Messages that are flagged by readers as objectionable will be reviewed and may or may not be removed. Please do not flag a post simply because you disagree with it.

Sponsored by
Subscribe to Indiana Lawyer
  1. I have a degree at law, recent MS in regulatory studies. Licensed in KS, admitted b4 S& 7th circuit, but not to Indiana bar due to political correctness. Blacklisted, nearly unemployable due to hostile state action. Big Idea: Headwinds can overcome, esp for those not within the contours of the bell curve, the Lego Movie happiness set forth above. That said, even without the blacklisting for holding ideas unacceptable to the Glorious State, I think the idea presented above that a law degree open many vistas other than being a galley slave to elitist lawyers is pretty much laughable. (Did the law professors of Indiana pay for this to be published?)

  2. Paul Hartman of Burbank, Oh who is helping Sister Fuller with this Con Artist Kevin Bart McCarthy scares Sister Joseph Therese, Patricia Ann Fuller very much that McCarthy will try and hurt Patricia Ann Fuller and Paul Hartman of Burbank, Oh or any member of his family. Sister is very, very scared, (YES, I AM) This McCarthy guy is a real, real CON MAN and crook. I try to totall flatter Kevin Bart McCARTHY to keep him from hurting my best friends in this world which are Carolyn Rose and Paul Hartman. I Live in total fear of this man Kevin Bart McCarthy and try to praise him as a good man to keep us ALL from his bad deeds. This man could easy have some one cause us a very bad disability. You have to PRAISAE in order TO PROTECT yourself. He lies and makes up stories about people and then tries to steal if THEY OWN THRU THE COURTS A SPECIAL DEVOTION TO PROTECT, EX> Our Lady of America DEVOTION. EVERYONE who reads this, PLEASE BE CAREFUL of Kevin Bart McCarthy of Indianapolis, IN My Phone No. IS 419-435-3838.

  3. Joe, you might want to do some reading on the fate of Hoosier whistleblowers before you get your expectations raised up.
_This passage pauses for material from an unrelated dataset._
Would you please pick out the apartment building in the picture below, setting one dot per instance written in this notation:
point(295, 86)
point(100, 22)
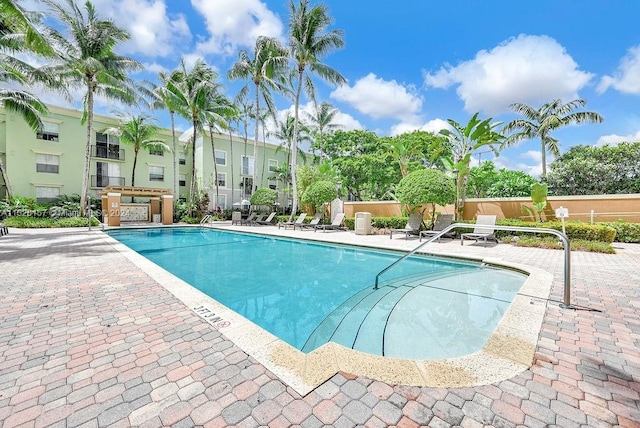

  4. I had a hospital and dcs caseworker falsify reports that my child was born with drugs in her system. I filed a complaint with the Indiana department of health....and they found that the hospital falsified drug screens in their investigation. Then I filed a complaint with human health services in Washington DC...dcs drug Testing is unregulated and is indicating false positives...they are currently being investigated by human health services. Then I located an attorney and signed contracts one month ago to sue dcs and Anderson community hospital. Once the suit is filed I am taking out a loan against the suit and paying a law firm to file a writ of mandamus challenging the courts jurisdiction to invoke chins case against me. I also forwarded evidence to a u.s. senator who contacted hhs to push an investigation faster. Once the lawsuit is filed local news stations will be running coverage on the situation. Easy day....people will be losing their jobs soon...and judge pancol...who has attempted to cover up what has happened will also be in trouble. The drug testing is a kids for cash and federal funding situation.

  5. (A)ll (C)riminals (L)ove (U)s is up to their old, "If it's honorable and pro-American, we're against it," nonsense. I'm not a big Pence fan but at least he's showing his patriotism which is something the left won't do.